The COVID-19 pandemic has resulted in a rough couple of years for a lot of people, but if there’s one good thing to come out of it (aside from appreciating your family a lot more), it’s a growing interest in alternative diets, including vegetarian and vegan options. 

Even people who don’t subscribe to these lifestyles all of the time often look to meat alternatives to improve their health and increase sustainability. Restaurants have started to take notice of this and offer more plant-based options. 

Pretty much everyone has by now heard about the impossibly tasty Impossible Burger, made largely from soy protein, and Beyond Burger, its pea protein counterpart. Still, new additions to the meatless marketplace are springing up every day. 

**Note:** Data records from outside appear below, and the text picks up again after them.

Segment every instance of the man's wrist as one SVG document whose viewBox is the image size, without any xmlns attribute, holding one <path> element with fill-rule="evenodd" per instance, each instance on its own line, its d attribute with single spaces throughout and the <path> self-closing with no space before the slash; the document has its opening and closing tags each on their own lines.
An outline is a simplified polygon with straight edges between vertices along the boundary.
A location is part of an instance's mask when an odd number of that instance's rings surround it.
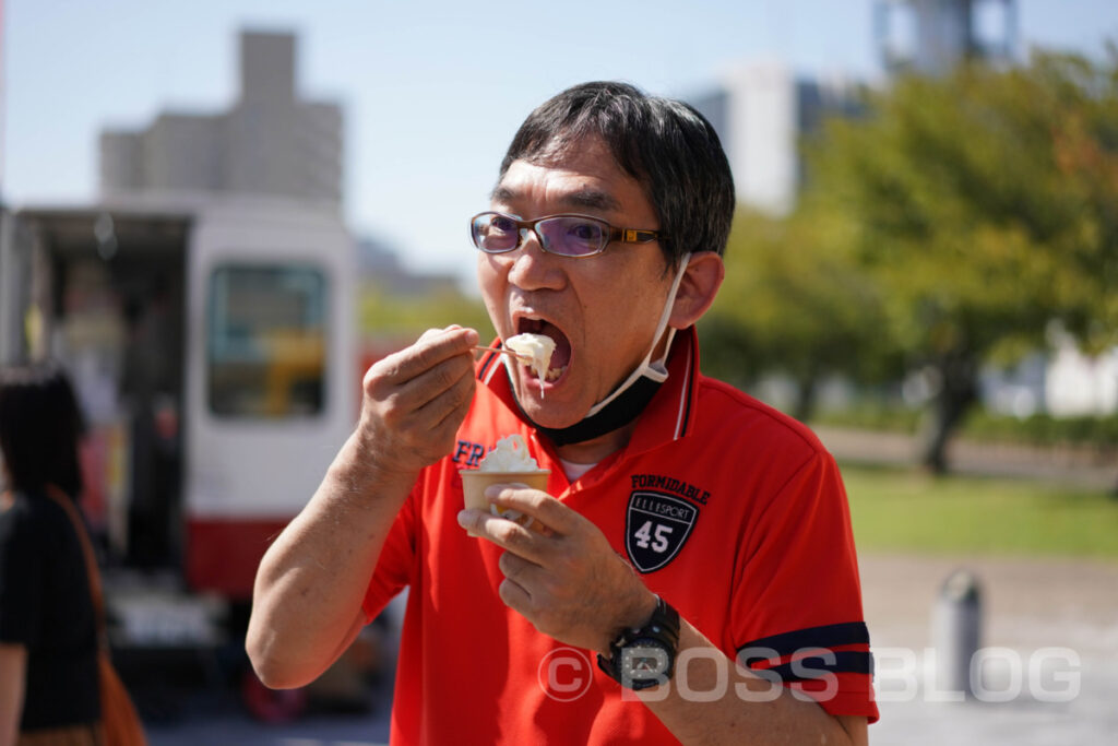
<svg viewBox="0 0 1118 746">
<path fill-rule="evenodd" d="M 610 645 L 617 641 L 625 630 L 644 626 L 652 620 L 652 615 L 656 612 L 656 594 L 643 586 L 641 591 L 633 603 L 628 605 L 628 608 L 619 615 L 618 620 L 607 631 L 605 641 L 597 650 L 607 660 L 610 657 Z"/>
</svg>

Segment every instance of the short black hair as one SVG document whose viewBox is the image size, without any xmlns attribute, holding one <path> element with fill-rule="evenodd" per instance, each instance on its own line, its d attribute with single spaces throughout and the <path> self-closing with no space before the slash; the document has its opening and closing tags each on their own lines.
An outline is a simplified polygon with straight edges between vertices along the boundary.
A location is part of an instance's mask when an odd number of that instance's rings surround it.
<svg viewBox="0 0 1118 746">
<path fill-rule="evenodd" d="M 69 379 L 50 363 L 0 368 L 0 453 L 21 492 L 54 484 L 82 491 L 78 443 L 85 423 Z"/>
<path fill-rule="evenodd" d="M 548 159 L 585 136 L 600 138 L 644 187 L 667 235 L 661 247 L 670 265 L 688 253 L 726 252 L 736 204 L 730 163 L 714 128 L 681 101 L 616 82 L 567 88 L 520 125 L 500 176 L 513 161 Z"/>
</svg>

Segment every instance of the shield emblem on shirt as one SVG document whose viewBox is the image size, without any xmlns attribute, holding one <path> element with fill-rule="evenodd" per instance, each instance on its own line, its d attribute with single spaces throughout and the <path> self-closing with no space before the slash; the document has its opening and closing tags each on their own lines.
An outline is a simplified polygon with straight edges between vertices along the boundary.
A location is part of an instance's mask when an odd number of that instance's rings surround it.
<svg viewBox="0 0 1118 746">
<path fill-rule="evenodd" d="M 691 536 L 699 509 L 685 500 L 660 492 L 629 494 L 625 514 L 625 551 L 642 573 L 672 561 Z"/>
</svg>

Related: Top Trends in Vegan and Dairy-Free

You might be surprised which mainstream restaurants are offering meat alternatives and the creative ways restaurants are finding to mix meatless options with their typical fare. 

Beyond Meat Vegan Chicken Tenders

The old joke that everything tastes like chicken has been put to the test in the meat alternative market, and the results have not always been great. 

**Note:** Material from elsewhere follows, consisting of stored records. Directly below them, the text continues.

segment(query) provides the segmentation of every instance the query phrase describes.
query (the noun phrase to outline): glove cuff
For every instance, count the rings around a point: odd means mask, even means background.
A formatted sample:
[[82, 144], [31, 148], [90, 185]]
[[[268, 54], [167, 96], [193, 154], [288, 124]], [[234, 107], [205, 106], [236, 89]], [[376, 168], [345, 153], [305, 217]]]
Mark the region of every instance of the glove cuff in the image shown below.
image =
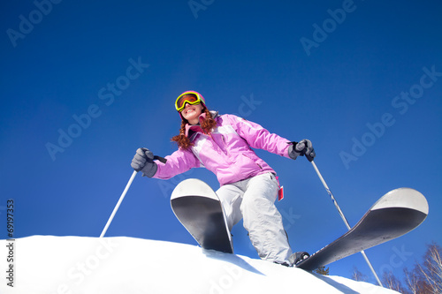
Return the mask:
[[158, 170], [158, 166], [156, 165], [156, 163], [155, 162], [146, 162], [146, 165], [141, 170], [142, 176], [148, 177], [152, 177], [156, 173], [156, 170]]
[[294, 148], [294, 147], [296, 146], [296, 144], [298, 144], [297, 142], [291, 142], [292, 145], [289, 146], [288, 147], [288, 156], [290, 158], [292, 158], [293, 160], [296, 160], [296, 158], [298, 158], [298, 156], [301, 155], [299, 152], [296, 151], [296, 149]]

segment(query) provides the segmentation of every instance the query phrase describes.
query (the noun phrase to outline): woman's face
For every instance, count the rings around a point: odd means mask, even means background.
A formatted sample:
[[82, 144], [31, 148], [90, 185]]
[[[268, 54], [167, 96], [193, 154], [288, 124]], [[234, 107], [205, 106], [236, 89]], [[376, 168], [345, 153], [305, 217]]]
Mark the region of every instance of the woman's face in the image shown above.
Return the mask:
[[181, 111], [181, 116], [186, 118], [190, 124], [197, 124], [198, 117], [202, 112], [202, 104], [195, 104], [191, 105], [189, 103], [186, 103], [186, 107]]

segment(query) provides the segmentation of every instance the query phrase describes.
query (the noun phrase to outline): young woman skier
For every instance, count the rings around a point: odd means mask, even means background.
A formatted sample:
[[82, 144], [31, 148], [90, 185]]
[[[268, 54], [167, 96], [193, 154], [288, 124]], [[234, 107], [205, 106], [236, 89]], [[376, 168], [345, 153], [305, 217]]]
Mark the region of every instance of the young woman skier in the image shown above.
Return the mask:
[[181, 117], [181, 127], [171, 140], [179, 149], [163, 163], [154, 160], [150, 150], [139, 148], [132, 161], [133, 170], [149, 177], [168, 179], [192, 168], [205, 167], [219, 181], [217, 195], [230, 230], [242, 218], [263, 260], [290, 267], [304, 258], [300, 253], [293, 253], [274, 204], [279, 191], [276, 172], [252, 147], [293, 160], [300, 155], [312, 159], [311, 142], [291, 142], [244, 118], [210, 111], [204, 98], [195, 91], [181, 94], [175, 108]]

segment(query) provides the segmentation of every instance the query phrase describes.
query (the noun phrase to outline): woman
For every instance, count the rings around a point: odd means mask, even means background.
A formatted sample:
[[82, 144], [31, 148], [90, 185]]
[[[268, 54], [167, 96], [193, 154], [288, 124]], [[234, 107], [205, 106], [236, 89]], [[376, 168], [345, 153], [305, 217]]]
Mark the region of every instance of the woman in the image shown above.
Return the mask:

Luckily, Beyond has stepped in to correct the oversight, and the result is a product so good that they’ve teamed up with roughly 400 restaurants across the US, including KFC, to deliver their plant-based chicken tenders to a delighted public. 

Beyond Chicken consists primarily of fava bean protein and wheat-based breading. The caveat here is that the veggie nuggets may be fried using the same equipment as meat. So if you’re looking for a strictly vegetarian and vegan option, it’s wise to ask about preparation before ordering. 

Beyond has also partnered with chains like McDonald’s, Carl’s Jr., Pizza Hut, and more to bring meat alternatives to a wider audience. Del Taco, in particular, has added several Beyond tacos and burritos to their menu, and Panda Express just added Beyond Orange Chicken at dozens of locations. 

Even Pete’s Coffee offers 100% plant-based breakfast sandwiches featuring Seasoned Beyond Breakfast Sausage paired with JUST Egg (made from mung bean protein). 

So Delicious Cheese

For vegans, animal products are just as much of a no-no as meat itself, and that includes dairy products like milk and cheese. 

Milk alternatives abound, including soy milk, oat milk, and an array of nut-based beverages like almond, cashew, or macadamia milk. But finding a cheese substitute with comparable flavor and consistency is not so easy. 

So Delicious is the exception to the rule. Their line of dairy-free products includes not only almond milk, ice cream, and yogurt but also sliced and shredded “cheeses” that get top marks for taste and melty goodness. 

Related: Top Health and Wellness Trends for 2022

How good are they? So good that chef Josef Centeno of Tex-Mex restaurant Bar Ama in L.A. started replacing dairy cheese in some dishes with So Delicious cheese alternative. He made the switch after experimenting at home and concluding the flavor and texture of dishes were not compromised by the substitution. 

Cell-Based Meat

This one is a bit controversial. While it’s billed as a meat alternative, it’s important to understand it’s not plant-based — it’s actually meat. So what makes it a meat alternative? 

Cell-based meat is cultured meat, which means that it doesn’t come from slaughtered animals. It’s produced by using animal cell cultures to create meat in a lab setting, in a process known as cellular agriculture. 

While cell-based meat probably won’t appeal to vegetarians and vegans, it does address factors like animal cruelty and environmental harm tied to traditional meat production practices. 

French chef Dominique Crenn of Michelin-starred restaurant Atelier Crenn in San Francisco recently announced a team-up with UPSIDE Foods to add cell-based chicken to her sustainable menu, a first for a Michelin-recognized restaurant. 

With more patrons demanding meat alternatives for a range of reasons, restaurants are rising to the occasion by offering a slew of options geared toward different diets and sensibilities. This trend only looks to continue heading into 2022 and beyond.